Comprehensive end-to-end tests for all 9 algorithms following MAGE's existing test framework:

e2e/pagerank_test/test_cugraph_networkx_validation/
e2e/betweenness_centrality_test/test_cugraph_networkx_validation/
e2e/hits_test/test_cugraph_networkx_validation/
e2e/katz_test/test_cugraph_networkx_validation/
e2e/louvain_test/test_cugraph_networkx_validation/
e2e/leiden_cugraph_test/test_cugraph_networkx_validation/
e2e/personalized_pagerank_test/test_cugraph_networkx_validation/
e2e/balanced_cut_clustering_test/test_cugraph_networkx_validation/
e2e/spectral_clustering_test/test_cugraph_networkx_validation/

Each test uses a 9-node two-community graph topology with expected values validated against NetworkX ground truth (5% tolerance for GPU floating-point variance).

Validation Script

Added scripts/validate_cugraph_algorithms.py - a standalone debugging tool that:

  1. Builds identical graph in NetworkX (ground truth)
  2. Spins up Memgraph container with cuGraph modules
  3. Runs each algorithm and compares against NetworkX
  4. Reports pass/fail with detailed value comparisons

This is for developer debugging, not CI.

Test Plan

  • All 9 cuGraph algorithms pass validation against NetworkX ground truth
  • Docker image builds successfully with Dockerfile.cugraph
  • E2E tests follow existing MAGE test conventions
  • CI pipeline runs (pending merge)

Breaking Changes

None. All algorithm signatures and return types preserved.

…atibility

Upgrades the cuGraph module from RAPIDS 22.02/CUDA 11.5 to RAPIDS 25.12/CUDA 13.1,
bringing 3 years of performance improvements and modern GPU support.

## Motivation

The current implementation uses:
- CUDA 11.5.2 (EOL, no RTX 40xx/50xx or H100 support)
- cuGraph 22.02 (deprecated APIs)
- Ubuntu 20.04 (EOL since April 2025)
- Python 3.8 (EOL since October 2024)

## Changes

**Modern API (8 algorithms):**
- pagerank, betweenness_centrality, hits, katz_centrality
- louvain, leiden, personalized_pagerank, graph_generator

Uses `cugraph::create_graph_from_edgelist` with edge property views.
Returns allocated results via structured bindings.
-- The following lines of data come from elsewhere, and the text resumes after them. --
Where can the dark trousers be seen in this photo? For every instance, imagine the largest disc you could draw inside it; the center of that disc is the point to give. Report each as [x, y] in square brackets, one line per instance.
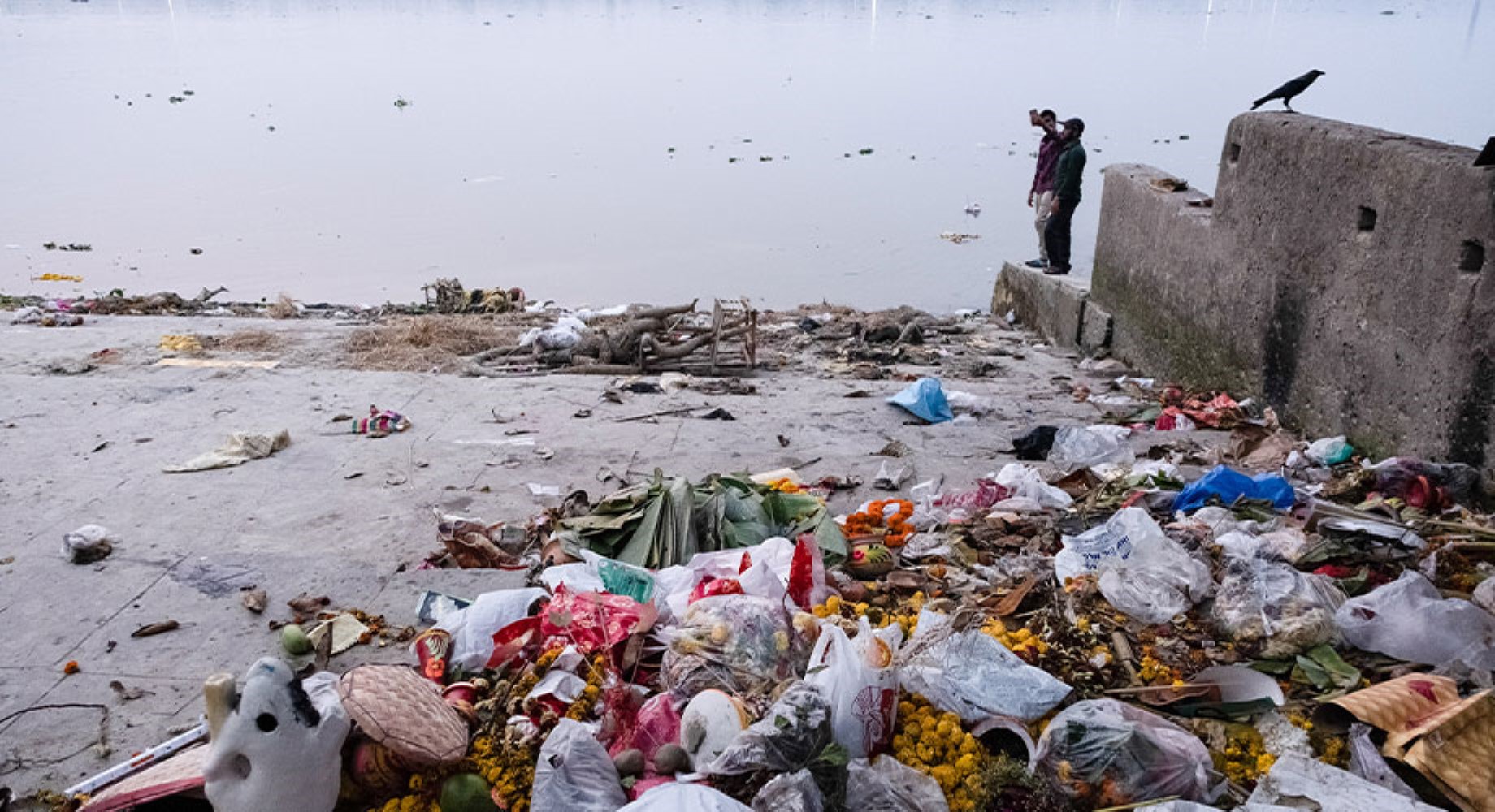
[1055, 235]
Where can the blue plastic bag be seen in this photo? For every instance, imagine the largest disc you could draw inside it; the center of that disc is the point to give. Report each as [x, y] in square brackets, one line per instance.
[1231, 485]
[925, 400]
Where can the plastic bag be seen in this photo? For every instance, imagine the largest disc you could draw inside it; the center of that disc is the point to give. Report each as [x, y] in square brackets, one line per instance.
[1103, 753]
[1274, 604]
[592, 621]
[574, 774]
[925, 400]
[1368, 763]
[972, 675]
[890, 785]
[784, 741]
[674, 797]
[1427, 485]
[763, 570]
[654, 724]
[790, 793]
[734, 643]
[891, 477]
[860, 682]
[1026, 483]
[1409, 620]
[1311, 784]
[1142, 572]
[1329, 451]
[473, 628]
[1089, 446]
[1229, 485]
[984, 495]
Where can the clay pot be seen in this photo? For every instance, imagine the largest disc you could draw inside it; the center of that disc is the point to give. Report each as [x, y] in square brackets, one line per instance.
[375, 769]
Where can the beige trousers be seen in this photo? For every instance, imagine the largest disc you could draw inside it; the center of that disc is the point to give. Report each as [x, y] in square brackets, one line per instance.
[1041, 211]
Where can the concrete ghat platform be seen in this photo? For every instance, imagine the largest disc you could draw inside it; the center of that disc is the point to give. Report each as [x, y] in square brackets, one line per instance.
[1059, 309]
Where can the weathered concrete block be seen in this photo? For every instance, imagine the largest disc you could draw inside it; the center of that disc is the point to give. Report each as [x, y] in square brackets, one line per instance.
[1341, 275]
[1094, 328]
[1050, 305]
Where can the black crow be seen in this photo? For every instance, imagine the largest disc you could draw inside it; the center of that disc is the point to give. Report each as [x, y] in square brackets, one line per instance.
[1289, 90]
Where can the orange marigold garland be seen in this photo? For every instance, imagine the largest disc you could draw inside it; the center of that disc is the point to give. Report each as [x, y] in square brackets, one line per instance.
[879, 520]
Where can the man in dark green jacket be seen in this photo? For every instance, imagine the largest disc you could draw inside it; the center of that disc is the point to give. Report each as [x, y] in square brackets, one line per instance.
[1066, 197]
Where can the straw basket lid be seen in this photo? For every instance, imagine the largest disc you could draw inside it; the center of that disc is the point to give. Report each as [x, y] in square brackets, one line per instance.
[402, 710]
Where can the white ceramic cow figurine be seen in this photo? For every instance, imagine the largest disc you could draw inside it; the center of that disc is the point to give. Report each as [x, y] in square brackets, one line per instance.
[277, 742]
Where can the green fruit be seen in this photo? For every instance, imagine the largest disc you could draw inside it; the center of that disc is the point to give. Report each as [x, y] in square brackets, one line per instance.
[467, 793]
[295, 641]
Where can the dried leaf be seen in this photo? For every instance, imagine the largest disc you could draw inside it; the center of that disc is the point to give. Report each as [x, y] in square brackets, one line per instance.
[150, 630]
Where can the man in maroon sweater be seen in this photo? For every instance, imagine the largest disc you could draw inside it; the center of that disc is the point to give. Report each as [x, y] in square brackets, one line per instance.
[1041, 195]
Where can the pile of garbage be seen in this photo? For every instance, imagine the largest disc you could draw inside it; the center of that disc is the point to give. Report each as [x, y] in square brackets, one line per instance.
[1084, 630]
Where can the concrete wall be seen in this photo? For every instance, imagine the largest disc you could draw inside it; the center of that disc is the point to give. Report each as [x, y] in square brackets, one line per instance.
[1337, 275]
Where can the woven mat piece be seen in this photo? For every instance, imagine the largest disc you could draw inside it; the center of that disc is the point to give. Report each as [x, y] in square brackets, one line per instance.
[402, 710]
[1458, 754]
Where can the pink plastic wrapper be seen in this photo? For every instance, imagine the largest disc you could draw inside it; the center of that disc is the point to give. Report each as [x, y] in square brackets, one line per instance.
[984, 495]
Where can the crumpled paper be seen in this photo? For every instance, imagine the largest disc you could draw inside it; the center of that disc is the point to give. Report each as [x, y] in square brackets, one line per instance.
[240, 449]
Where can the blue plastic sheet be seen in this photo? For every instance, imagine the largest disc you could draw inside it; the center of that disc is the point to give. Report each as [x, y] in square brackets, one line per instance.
[925, 400]
[1231, 485]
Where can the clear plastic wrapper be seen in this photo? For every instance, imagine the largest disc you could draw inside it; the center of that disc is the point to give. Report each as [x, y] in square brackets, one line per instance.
[1311, 784]
[790, 793]
[890, 785]
[1411, 621]
[972, 675]
[1368, 763]
[574, 774]
[784, 741]
[1268, 603]
[1142, 572]
[678, 797]
[1089, 446]
[734, 643]
[1103, 753]
[859, 680]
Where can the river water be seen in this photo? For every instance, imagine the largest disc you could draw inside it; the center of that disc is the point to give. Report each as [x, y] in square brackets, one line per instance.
[615, 151]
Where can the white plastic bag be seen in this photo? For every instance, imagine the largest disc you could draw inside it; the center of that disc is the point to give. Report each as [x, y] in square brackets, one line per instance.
[1274, 604]
[1103, 753]
[1409, 620]
[1089, 446]
[890, 785]
[1311, 784]
[1142, 572]
[863, 698]
[1368, 763]
[473, 628]
[972, 675]
[574, 774]
[1026, 483]
[790, 793]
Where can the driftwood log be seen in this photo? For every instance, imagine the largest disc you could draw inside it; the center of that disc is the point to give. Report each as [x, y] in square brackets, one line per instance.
[663, 339]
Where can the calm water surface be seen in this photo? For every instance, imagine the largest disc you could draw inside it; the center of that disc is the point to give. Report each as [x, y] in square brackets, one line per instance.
[583, 150]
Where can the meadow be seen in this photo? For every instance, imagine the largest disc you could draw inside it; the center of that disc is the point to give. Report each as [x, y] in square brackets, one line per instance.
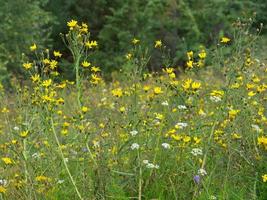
[196, 131]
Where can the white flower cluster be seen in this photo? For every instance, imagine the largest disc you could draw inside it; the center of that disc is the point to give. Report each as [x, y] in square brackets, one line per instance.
[150, 165]
[197, 152]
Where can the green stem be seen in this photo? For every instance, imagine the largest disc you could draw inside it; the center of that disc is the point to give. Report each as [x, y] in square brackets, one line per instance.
[64, 160]
[78, 81]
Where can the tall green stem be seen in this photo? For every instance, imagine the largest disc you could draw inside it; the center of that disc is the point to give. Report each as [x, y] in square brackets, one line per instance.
[64, 160]
[78, 81]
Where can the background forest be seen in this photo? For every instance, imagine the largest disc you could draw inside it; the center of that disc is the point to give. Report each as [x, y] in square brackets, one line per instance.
[181, 24]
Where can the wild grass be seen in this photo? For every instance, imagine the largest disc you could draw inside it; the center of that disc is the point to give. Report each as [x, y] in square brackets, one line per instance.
[198, 133]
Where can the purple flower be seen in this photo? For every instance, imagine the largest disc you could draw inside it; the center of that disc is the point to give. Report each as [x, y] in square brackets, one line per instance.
[197, 179]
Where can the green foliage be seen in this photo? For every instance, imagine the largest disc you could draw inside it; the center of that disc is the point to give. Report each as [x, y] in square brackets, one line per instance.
[23, 22]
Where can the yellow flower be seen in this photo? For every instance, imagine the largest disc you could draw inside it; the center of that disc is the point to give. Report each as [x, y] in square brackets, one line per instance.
[225, 40]
[27, 65]
[158, 90]
[264, 178]
[33, 47]
[24, 134]
[135, 41]
[2, 190]
[85, 64]
[7, 160]
[158, 44]
[72, 24]
[57, 54]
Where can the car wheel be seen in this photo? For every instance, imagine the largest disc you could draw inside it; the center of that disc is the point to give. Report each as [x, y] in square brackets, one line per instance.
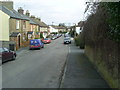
[14, 57]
**Legacy API (2 algorithms):**
- balanced_cut_clustering, spectral_clustering

These use `cugraph::ext_raft::` namespace which only supports legacy
`GraphCSRView`. No modern API equivalent exists in cuGraph 25.x.
Added required `raft::random::RngState` parameter for 25.x compatibility.

**Key implementation notes:**
- renumber=false: GraphView provides 0-based contiguous indices
- Edge properties use variant type (arithmetic_device_uvector_t)
- Build requires -DLIBCUDACXX_ENABLE_EXPERIMENTAL_MEMORY_RESOURCE

## Validation

All 9 algorithms validated against NetworkX ground truth:
- PageRank, Betweenness, HITS, Katz: exact/near-exact match
- Louvain, Leiden: correct community detection
- Balanced Cut, Spectral: correct clustering

## Hardware Support Added

- NVIDIA RTX 40xx (Ada Lovelace)
- NVIDIA RTX 50xx (Blackwell)
- NVIDIA H100/H200 (Hopper)
…kX validation

This commit introduces comprehensive end-to-end tests for all cuGraph GPU-accelerated
graph algorithms, integrated into MAGE's existing e2e testing framework.

## What Was Added

### E2E Tests (e2e/**/test_cugraph_networkx_validation/)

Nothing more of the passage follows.